Pete Diaz of Key Largo had just spent $100,000 restoring his ’65 Corvette, but his garage didn’t prove much of a haven—it got inundated by Irma and is a total loss. Also gone is his wife’s 2016 Mercedes, another Corvette and a Harley.

Storm-wracked cars and trucks from Harvey pile up at Royal Purple dragstrip in Houston. (Royal Purple Raceway photo)

Should Pete have sought higher ground? Where would that have been? The hurricane covered the entire state of Florida, as well as several states to the north. We’ve seen images of flooded Ferraris, Lamborghinis and a Ford GT40, all of which are now at the Royal Purple Raceway, a dragstrip where waterlogged cars are going to die.

This image is from Connecticut in 2009, but you get the idea that you can lose your exotic–like this Audi TT ragtop–in a second. (Selbe Lynn/Flickr)

Import Image Racing deserves a Hero of the Month award for offering to take in enthusiast cars—free of charge—at its warehouse in Fort Myers. Other companies paid back in other ways. Tesla, for instance, used its vaunted update-by-wire ability to temporarily (until September 16) extend the range of its Florida-based cars—giving owners a better chance of getting away. It wasn’t announced ahead of time—people just woke up to find their Model X and S cars charged past any point they’d known in the past.

Like Image Import Racing, the Coast Guard warehoused its cars high and dry ahead of Irma. (Coast Guard photo)

I like the concept; it shows Tesla taps into original thinking. Of course, the roads were so clogged that not many stragglers could get out by that point, but the thought was there.

An Irma left-behind. Don’t buy this car! Even if it looks good! (Jacek Polchaco/Flickr)

Meanwhile, down in Texas, the state is reeling from Hurricane Harvey damage that could tally as much as $180 billion. A significant part of that loss is cars and trucks, and more than 100,000 claims have already been filed—the number could climb to 500,000. Katrina took out 600,000 cars in New Orleans.

Katrina made a big mess, and this Corvette was one of its victims. (JLBelteau/Flickr)

There’s a number of points to be made here. Florida hurricane victims with auto or truck losses should cross their fingers and file their claims as soon as possible, because the available insurance funds may be exhausted. As the New York Times pointed out, the big, deep-pocketed insurance companies long ago abandoned the state because of the coastal risks involved. The Florida Catastrophe Hurricane Fund has only $17 billion on hand, and that is not likely to cover the losses.

Second, be very careful of too-good-to-be-true car deals in the wake of Irma and Harvey. It’s not always obvious that a car has been in a storm, with water up to the bucket seats.

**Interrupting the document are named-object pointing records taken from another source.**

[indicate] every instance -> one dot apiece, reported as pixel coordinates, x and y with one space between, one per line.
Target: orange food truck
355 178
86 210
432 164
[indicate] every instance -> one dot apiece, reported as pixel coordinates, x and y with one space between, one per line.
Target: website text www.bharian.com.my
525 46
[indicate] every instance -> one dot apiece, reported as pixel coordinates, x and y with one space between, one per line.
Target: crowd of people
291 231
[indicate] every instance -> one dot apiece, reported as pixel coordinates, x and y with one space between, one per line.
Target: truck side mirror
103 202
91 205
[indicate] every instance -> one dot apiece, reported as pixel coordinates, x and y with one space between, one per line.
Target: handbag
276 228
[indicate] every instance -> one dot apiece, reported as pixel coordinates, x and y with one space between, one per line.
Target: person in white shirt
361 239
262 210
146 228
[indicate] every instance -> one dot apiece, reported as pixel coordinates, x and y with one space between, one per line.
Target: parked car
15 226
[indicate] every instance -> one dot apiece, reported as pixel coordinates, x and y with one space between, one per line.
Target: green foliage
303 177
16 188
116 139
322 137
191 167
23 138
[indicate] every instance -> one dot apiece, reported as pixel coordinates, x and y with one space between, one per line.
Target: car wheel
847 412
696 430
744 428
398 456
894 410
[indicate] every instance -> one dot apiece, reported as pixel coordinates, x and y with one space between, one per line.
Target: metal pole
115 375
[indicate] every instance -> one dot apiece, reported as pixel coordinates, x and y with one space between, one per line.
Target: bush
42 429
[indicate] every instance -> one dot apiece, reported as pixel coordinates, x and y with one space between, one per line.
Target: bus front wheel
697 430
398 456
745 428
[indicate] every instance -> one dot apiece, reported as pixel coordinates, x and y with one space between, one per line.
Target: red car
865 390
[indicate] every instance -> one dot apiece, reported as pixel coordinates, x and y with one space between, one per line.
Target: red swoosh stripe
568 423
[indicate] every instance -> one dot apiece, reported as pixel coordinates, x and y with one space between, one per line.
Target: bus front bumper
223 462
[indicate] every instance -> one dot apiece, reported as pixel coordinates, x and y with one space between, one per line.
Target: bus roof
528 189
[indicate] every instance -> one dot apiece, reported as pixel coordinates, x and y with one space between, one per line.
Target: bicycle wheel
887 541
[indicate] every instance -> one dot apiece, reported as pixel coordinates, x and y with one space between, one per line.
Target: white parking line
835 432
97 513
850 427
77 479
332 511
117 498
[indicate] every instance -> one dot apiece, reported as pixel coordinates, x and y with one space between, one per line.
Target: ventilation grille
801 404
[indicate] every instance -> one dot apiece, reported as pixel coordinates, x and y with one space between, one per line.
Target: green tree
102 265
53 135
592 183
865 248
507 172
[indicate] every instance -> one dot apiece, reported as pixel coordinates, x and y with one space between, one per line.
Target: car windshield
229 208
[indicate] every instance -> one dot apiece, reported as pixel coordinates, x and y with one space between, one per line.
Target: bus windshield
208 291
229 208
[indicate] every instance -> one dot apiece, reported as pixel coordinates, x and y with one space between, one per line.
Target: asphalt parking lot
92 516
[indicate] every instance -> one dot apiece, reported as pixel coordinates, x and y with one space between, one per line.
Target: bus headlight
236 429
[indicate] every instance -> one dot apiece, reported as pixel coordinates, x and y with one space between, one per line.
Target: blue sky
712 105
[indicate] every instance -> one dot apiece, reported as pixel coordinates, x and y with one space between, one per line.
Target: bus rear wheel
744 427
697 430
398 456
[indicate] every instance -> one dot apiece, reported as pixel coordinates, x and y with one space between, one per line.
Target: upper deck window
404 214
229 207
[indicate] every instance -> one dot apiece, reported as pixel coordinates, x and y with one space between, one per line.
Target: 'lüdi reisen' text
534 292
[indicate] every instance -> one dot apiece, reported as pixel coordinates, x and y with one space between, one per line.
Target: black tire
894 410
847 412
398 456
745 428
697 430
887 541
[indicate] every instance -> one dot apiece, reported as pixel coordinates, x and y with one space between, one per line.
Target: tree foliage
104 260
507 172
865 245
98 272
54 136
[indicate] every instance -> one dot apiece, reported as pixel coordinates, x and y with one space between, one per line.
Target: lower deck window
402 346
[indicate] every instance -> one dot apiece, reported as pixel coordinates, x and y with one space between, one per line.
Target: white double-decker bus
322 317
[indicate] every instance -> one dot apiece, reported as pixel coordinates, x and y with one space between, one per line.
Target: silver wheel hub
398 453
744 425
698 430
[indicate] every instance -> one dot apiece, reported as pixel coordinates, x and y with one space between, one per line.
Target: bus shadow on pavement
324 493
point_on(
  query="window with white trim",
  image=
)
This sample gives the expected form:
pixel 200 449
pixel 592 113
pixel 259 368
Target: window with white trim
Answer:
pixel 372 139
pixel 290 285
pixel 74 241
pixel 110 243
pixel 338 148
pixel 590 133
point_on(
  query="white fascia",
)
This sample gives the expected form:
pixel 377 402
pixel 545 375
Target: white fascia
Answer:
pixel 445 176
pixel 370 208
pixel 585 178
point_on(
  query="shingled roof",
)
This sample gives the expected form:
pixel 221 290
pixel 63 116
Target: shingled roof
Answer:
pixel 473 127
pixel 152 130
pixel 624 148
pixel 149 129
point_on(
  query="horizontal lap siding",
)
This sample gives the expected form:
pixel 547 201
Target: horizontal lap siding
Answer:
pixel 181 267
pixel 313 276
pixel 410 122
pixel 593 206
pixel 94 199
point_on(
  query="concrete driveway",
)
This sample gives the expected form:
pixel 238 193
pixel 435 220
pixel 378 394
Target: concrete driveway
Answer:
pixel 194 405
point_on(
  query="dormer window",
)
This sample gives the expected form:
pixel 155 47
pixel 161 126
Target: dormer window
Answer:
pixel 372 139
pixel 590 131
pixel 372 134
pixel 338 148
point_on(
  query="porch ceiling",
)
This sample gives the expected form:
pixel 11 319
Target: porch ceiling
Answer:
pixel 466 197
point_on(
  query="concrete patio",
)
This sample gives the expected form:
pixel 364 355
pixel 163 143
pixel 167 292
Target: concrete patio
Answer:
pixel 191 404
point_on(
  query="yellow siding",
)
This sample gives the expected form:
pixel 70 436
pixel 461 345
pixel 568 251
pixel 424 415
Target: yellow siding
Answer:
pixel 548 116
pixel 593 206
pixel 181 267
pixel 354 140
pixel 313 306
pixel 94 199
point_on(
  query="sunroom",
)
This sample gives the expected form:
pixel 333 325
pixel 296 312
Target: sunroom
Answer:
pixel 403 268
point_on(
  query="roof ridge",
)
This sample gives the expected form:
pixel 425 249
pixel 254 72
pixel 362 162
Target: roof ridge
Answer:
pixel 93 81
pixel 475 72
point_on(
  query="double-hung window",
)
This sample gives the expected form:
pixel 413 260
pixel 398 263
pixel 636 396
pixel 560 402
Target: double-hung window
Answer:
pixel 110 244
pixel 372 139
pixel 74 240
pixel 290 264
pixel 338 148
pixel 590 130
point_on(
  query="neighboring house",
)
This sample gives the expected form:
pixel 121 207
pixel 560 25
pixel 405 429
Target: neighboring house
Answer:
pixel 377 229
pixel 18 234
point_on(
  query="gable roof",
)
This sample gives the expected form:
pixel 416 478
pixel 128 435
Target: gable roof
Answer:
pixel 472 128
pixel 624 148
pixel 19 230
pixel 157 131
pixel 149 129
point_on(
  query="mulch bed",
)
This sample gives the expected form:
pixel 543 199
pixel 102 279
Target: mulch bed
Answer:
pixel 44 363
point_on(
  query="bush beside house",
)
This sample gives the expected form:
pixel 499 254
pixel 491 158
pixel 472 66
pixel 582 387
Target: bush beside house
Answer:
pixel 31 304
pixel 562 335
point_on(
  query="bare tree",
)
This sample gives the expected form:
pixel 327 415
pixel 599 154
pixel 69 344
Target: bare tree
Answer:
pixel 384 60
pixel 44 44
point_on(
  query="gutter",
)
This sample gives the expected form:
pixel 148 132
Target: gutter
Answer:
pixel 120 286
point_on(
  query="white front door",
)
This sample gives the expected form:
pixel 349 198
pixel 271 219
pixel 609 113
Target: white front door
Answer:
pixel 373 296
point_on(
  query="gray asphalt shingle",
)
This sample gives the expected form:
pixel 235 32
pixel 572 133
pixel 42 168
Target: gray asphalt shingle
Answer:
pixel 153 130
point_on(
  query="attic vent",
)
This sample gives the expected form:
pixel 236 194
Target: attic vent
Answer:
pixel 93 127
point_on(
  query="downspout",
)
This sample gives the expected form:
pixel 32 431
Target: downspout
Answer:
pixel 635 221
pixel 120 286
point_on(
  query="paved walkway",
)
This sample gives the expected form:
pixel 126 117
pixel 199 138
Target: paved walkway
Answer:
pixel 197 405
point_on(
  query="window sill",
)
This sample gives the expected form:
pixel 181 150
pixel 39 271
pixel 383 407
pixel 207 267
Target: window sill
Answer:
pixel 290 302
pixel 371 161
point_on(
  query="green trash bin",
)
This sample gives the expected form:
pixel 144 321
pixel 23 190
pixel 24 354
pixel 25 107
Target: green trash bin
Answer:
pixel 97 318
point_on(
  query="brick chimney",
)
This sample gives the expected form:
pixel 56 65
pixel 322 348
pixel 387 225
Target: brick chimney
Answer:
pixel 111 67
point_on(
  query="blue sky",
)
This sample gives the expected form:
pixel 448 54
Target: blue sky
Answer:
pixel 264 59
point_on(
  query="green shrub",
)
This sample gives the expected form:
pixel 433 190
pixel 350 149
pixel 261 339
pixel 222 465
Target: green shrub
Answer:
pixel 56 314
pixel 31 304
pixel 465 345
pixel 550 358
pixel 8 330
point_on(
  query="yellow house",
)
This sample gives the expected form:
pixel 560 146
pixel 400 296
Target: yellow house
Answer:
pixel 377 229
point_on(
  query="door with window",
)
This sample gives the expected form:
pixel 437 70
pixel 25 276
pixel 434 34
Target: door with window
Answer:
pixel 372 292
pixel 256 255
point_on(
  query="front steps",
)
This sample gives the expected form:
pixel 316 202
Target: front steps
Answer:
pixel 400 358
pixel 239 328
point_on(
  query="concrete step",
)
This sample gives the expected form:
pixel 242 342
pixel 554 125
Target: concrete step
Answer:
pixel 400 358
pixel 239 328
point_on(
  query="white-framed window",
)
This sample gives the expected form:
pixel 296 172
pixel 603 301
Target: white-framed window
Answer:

There are plenty of quick fix-ups being offered for sale now, and new carpeting or upholstery is one sign of a problem.

A loaded car fleeing from Irma. They were getting out when the getting was good. (Abby Flat Coat/Flickr)

Another thing to watch out for is a “salvage” title—run from any such vehicle. Salvage titles go to cars declared a total loss. Legitimately, some undamaged parts can be sold off those cars, but buying these swimmers as bargains is asking for trouble. The National Insurance Crime Bureau maintains a free VINcheck system that will give you the straight dope on the title of any car you’re considering.

Other things to look for, according to NICB:

  • Rust on screw heads in the console area, where water doesn’t normally reach.
  • Dampness, mold or mildew in seatbelt retractors, spare wheel wells, in the crevices of alternators crevices and behind wiring harnesses..
  • Door-mounted speakers that no longer work because their cones got wet.
  • A white powder coating or pitting on aluminum or alloy wheels.

Have a mechanic check the car out if you don’t feel up to these tasks.

Storm response could only do so much after Irma, and their focus is on rescuing people, not vehicles. (Florida Fish and Wildlife/Flickr)

Getting back to the original question—what should you do to protect your car before the storm—the answer is pretty simple. Get vehicles to the nearest high ground, preferably indoors but if outside at least away from trees or objects that can become projectiles.

Even better, put yourself in the car, and drive it out of the danger zone well ahead of the crowds. That’s the good advice that state and federal officials were handing out weeks ahead of Irma. With Harvey, Houston’s mayor told people to stay put (to avoid gridlock on the highway) and time will tell if that was a smart decision or not.